BENCHMARKING max4 vs max5 etc.

Kessito's icon

Hi All,

To finally get clear what exactly is the difference in audio performance max4 vs max5, I made a patch which tests the cpu usage with 4 different very common audio calculations: biquads, divide, multiply and add. it tests the audio performance with the non-realtime driver so in this way you don't get differences caused by drivers. Also there is no graphical stuff going on so we're just testing pure audio performance. I would like as much people as possible to do this test on their machines and report the results and their machine description. my results are:

MAX 4:
500 biquads :55%
1000 multiplies: 49%
5000 divisions: 61%
5000 adds: 58%

MAX 5:
500 biquads :68%
1000 multiplies: 63%
5000 divisions: 62%
5000 adds: 62%

Machine :Pentium 4, 2,4Ghz, 1Gb Ram, WinXPPro SP2

I hope that in this way we can help the devs to get insight in what is going on, so that they can fix this strange difference between max4 and 5

cheers,
Kessito

[deleted patch as text - it's attached below]

Kessito's icon

I'm sorry, didnt realize that it would be so much text, here is the patcher file

Kessito's icon

A little more info: it could be that you have to press start test twice, the test takes 5 seconds/test.

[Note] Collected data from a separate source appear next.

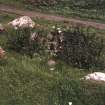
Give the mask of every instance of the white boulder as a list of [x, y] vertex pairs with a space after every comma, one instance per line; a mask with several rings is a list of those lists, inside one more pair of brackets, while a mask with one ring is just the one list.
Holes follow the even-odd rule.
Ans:
[[86, 80], [105, 81], [105, 73], [94, 72], [84, 77]]
[[35, 22], [28, 16], [22, 16], [8, 23], [8, 25], [12, 25], [15, 29], [17, 28], [34, 28]]

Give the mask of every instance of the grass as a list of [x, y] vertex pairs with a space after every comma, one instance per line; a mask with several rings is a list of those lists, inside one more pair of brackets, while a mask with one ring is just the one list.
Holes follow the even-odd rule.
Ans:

One thing that I find very strange is that 5000 divisions take up the same cpu as 1000 multiplies, while I was always learnt in C/C++/DSP classes that division takes 20 times as much cpu cycles as a multiply

Kessito's icon

Doesn't anyone find this interesting? remember that this could be a very nice overview in the performance mac vs pc, pentium vs athlon vs core2due vs xeon etc. etc. the more you measure, the more you know!

ComfortableInClouds's icon

i definitely find this interesting, and am curious to see how others compare.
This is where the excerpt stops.